MWC: Este ano há espaço no maior evento do setor móvel

O Mobile World Congress, a maior feira de dispositivos móveis do mundo, arranca esta segunda-feira. Perante a ausência da Apple e uma Samsung sem telemóvel, há espaço para outras marcas brilharem.

Esta edição do Mobile World Congress representa uma rara oportunidade para muitas marcas do setor dos dispositivos móveis.Wikimedia Commons

Na próxima segunda-feira inicia-se mais um Mobile World Congress, a maior feira de tecnologia mobile do mundo. Esperam-se centenas de milhares de pessoas em Barcelona para ver e experimentar o que as marcas estiveram a preparar na última temporadao ECO já sintetizou aqui o essencial. A feira acontece todos os anos em Espanha, mas, ainda assim, a edição deste ano será diferente.

O mercado global dos smartphones tem vindo a crescer quase que exponencialmente desde 2008. No entanto, é também um facto que, entre 2015 e 2016, esse mesmo mercado abrandou. Os dados da consultora Gartner indicam que, no ano passado, venderam-se 1,5 mil milhões de unidades em todo o mundo, um valor que compara com os cerca de 1,4 mil milhões de telemóveis vendidos no ano anterior.

Este fenómeno não é difícil de explicar. Os telemóveis não são propriamente uma novidade, o mercado amadureceu e chegou-se a um ponto em que os modelos pouco diferem uns dos outros. Veja-se os dispositivos Android: excetuando algumas características próprias dos modelos topo de gama, não há muita diferença entre as marcas. Certos aparelhos têm câmaras melhores, baterias mais capazes ou ecrãs de tamanhos diferentes, mas a maioria das funcionalidades são, no fundo, as mesmas.

Por um lado, a Apple não vai estar presente. Nem tinha de estar: como é sabido, a política da fabricante do iPhone passa por organizar por si mesma os lançamentos dos aparelhos que desenvolve. Por outro lado, a Samsung, que costuma aproveitar o MWC para lançar um novo modelo Galaxy S, não o vai fazer este ano, depois do escândalo das baterias do Galaxy Note 7 que, no final do ano passado, abalou a credibilidade da marca junto dos consumidores. É uma rara oportunidade para outras empresas brilharem.

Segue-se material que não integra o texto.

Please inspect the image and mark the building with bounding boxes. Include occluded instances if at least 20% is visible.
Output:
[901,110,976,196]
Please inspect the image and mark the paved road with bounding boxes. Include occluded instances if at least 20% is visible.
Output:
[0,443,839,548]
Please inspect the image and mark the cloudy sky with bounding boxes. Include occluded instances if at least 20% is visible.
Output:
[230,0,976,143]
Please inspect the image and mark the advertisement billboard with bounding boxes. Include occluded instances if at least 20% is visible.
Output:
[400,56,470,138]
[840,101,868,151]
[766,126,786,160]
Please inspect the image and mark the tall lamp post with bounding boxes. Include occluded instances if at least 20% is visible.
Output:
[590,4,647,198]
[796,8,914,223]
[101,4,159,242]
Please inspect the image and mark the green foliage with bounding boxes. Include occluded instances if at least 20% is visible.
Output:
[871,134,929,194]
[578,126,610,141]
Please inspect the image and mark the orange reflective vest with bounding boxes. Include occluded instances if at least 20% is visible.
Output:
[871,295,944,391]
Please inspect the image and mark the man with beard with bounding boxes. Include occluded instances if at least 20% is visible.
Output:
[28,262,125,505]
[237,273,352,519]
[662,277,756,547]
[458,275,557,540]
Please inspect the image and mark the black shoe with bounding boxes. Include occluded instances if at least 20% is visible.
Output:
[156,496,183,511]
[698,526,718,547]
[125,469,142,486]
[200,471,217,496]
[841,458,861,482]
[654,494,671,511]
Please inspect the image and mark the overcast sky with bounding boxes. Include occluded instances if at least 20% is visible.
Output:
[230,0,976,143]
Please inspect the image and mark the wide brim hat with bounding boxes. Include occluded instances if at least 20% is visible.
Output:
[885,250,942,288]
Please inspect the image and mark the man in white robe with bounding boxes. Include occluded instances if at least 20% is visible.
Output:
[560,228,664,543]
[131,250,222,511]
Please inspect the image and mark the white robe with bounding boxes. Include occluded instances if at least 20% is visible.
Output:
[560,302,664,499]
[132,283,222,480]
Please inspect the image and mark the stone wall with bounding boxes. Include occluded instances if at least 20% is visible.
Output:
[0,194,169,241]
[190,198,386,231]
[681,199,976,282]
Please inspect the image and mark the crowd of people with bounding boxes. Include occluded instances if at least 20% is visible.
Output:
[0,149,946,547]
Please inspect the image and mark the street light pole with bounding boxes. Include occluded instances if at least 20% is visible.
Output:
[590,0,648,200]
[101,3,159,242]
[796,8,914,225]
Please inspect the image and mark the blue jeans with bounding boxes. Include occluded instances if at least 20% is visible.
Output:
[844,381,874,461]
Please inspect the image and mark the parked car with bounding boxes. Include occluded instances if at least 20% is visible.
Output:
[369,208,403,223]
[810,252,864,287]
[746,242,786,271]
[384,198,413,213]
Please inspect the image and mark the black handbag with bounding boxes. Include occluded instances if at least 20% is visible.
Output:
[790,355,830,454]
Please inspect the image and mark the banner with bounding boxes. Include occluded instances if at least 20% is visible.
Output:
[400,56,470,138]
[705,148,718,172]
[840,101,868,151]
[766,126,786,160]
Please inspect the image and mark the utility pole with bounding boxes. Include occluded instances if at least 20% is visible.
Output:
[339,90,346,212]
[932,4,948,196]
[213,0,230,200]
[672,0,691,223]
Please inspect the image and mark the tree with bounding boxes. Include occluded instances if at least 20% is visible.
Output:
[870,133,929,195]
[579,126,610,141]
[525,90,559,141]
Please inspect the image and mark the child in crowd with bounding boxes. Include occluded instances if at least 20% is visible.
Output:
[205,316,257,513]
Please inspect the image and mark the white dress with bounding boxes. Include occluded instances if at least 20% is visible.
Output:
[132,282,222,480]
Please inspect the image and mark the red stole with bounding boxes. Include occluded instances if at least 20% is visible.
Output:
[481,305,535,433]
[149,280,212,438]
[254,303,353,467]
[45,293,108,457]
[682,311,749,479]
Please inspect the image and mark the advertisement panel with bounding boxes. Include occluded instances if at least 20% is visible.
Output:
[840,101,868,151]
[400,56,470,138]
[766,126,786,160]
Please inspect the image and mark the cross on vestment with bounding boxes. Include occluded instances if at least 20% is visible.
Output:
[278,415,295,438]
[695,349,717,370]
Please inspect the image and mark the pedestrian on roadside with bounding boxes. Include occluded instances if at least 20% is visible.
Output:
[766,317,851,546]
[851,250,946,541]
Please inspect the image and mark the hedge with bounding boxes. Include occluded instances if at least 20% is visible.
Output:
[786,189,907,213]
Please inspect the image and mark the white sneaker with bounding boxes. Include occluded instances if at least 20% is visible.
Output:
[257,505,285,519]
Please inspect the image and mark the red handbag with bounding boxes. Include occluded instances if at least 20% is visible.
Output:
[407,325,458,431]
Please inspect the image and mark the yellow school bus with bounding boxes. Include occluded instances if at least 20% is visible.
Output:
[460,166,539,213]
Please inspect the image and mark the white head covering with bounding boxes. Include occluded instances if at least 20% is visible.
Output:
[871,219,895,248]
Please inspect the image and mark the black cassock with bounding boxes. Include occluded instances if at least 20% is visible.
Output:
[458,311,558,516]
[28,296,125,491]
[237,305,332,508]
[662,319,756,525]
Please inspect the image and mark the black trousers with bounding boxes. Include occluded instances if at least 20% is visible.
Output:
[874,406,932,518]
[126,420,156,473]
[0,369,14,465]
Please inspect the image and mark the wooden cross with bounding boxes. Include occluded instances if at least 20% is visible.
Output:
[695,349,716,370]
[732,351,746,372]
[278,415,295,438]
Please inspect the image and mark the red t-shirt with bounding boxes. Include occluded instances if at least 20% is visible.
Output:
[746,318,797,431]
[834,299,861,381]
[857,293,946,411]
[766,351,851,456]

Uma oportunidade rara para o setor

Quem irá então ocupar este espaço? Os olhos voltam-se para as chinesas Huawei e ZTE, mas também para a sul-coreana LG e, numa última instância, para a japonesa Sony. Todas deverão aproveitar a rampa de lançamento do MWC para apresentarem novidades aos jornalistas e participantes. A Huawei irá mostrar o novo telemóvel P10, a ZTE deverá apresentar um protótipo de um aparelho que suporta internet de quinta geração (5G), a LG abandonou o conceito modular e a Sony, que poderá também não apresentar um flagship, deverá, ainda assim, atualizar as gamas mais baixas.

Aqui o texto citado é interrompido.